Ngidam

228 12 1
                                    


Laila merebahkan tubuhnya di kasur, ia merasa mual dan terus saja ingin muntah. Paul dengan siaga menjaga dan merawat Laila. Lelaki berkacamata itu sudah tertidur lelap di sebelah Laila, tubuhnya menghadap dinding dengan memeluk bantal guling. Laila menyandarkan punggungnya di ranjang dengan diganjal bantal.

Tangannya mengusap lembut rambut Paul. Hatinya mengucap syukur yang tak terhingga bisa mendapatkan seorang suami sabar juga dewasa seperti Paul. Meski terkadang suka iseng menggoda, tapi ia tahu bahwa Paul adalah lelaki terbaik.
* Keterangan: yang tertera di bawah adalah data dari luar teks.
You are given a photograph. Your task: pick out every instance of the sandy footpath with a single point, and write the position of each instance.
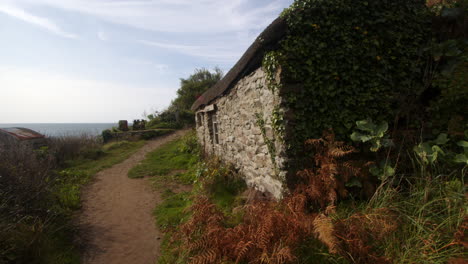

Pintu kamar terbuka, Mak Nur masuk membawa nampan berisi teh hangat dan meletakkannya di nakas. Wanita paruh baya itu lantas duduk di sisi ranjang.

"Maaf ya, Mak. Laila nggak bantu masak dulu. Masih mual," ucap Laila.

"Nggak apa-apa. Mak juga dulu merasakan hal yang sama saat hamil abang. Malahan Mak ngidam aneh," ucap Mak. Menoleh ke arah putra semata wayangnya yang tertidur pulas.

"Ngidam apaan, Mak?"

"Ahh ... udah ah. Lupain aja. Nanti abang malu kalo Mak cerita."

"Cerita aja, Mak. Laila pengen tau."

"Mak ngidam pengen ngelus janggut ustadz yang suka datang mengisi kajian di masjid. Padahal rumahnya jauh dari sini."

"Terus ...?" tanya Laila penasaran.

"Abah mengabulkan ngidam, Mak. Lalu pinjam motor sama saudara buat ke sana. Alhamdulillah Abang sama ustadz itu memiliki kesamaan wajah. Ya karena memang Mak suka lihat gaya beliau ceramah."

"Tapi, Mak. Laila malah suka kesel liat abang. Nggak suka aja gitu. Wajar nggak, sih?"

"Wajar aja, itu karena Laila sayang banget sama anak Mak. Iya, kan?"

"Ihh ... Mak." Laila membuang muka, menggigit bibir bawahnya menahan tawa.

"Laila mau makan apa? Biar Mak buatkan."

"Nggak usah, Mak. Makasih."

Laila kembali merasakan mual, dengan cepat keluar kamar menuju kamar mandi. Tubuhnya terasa semakin lemas, ditambah pagi tadi makan hanya sedikit. Sekarang sudah muntah lagi.

"Muntah lagi, Sayang?" Paul memijat tengkuk Laila. Wanita itu tak banyak bicara, hanya bisa mengangguk lemas. Setelah mencuci mulut Laila, Paul menuntun ke dalam kamar. Mak Nur menatap khawatir, bahkan tadi pun sempat membangunkan Paul yang masih tertidur, takut terjadi apa-apa pada menantunya.

"Laila makan ya. Mau makan apa, Sayang?"

Laila merebahkan diri di kasur, ia merasakan tubuhnya sangat lemas. Kepalanya juga pusing.

"Nggak napsu makan, Bang."

"Laila harus makan. Biar nggak lemas."

"Tapi nggak mau, mual, Bang!" Laila kesal. Selalu saja memaksa untuk makan. Kenapa Paul begitu memaksanya untuk makan.

"Sedikit aja. Ya," bujuk Paul, tanpa lelah.

"Abang ngerti nggak sih! Laila nggak pengen makan apa pun. Nggak enak! Mual!" Laila seolah habis kesabaran.

Paul meraih tangan Laila, dan menggenggamnya erat.

"Maafin, abang. Karena abang Laila harus merasakan nggak nyaman. Dan kehilangan napsu makan. Maaf."

"Kenapa Abang harus minta maaf. Ini semua kehendak Allah. Nggak ada yang harus disalahkan."

Paul mendekatkan wajahnya dan mencium kening Laila, "Terima kasih, Sayang."

"Abang ambilkan makan, tadi Mak minta abang kasih buat Laila."

Laila mengangguk, lelaki berkacamata itu pun beranjak menuju dapur. Di sana Mak Nur sudah menyiapkan sepiring nasi yang dimasak dengan lembut juga ayam yang disuwir . Untuk beberapa hari ini Laila sama sekali tidak berselera untuk makan, terkecuali bubur atau nasi yang dimasak dengan sangat lembut.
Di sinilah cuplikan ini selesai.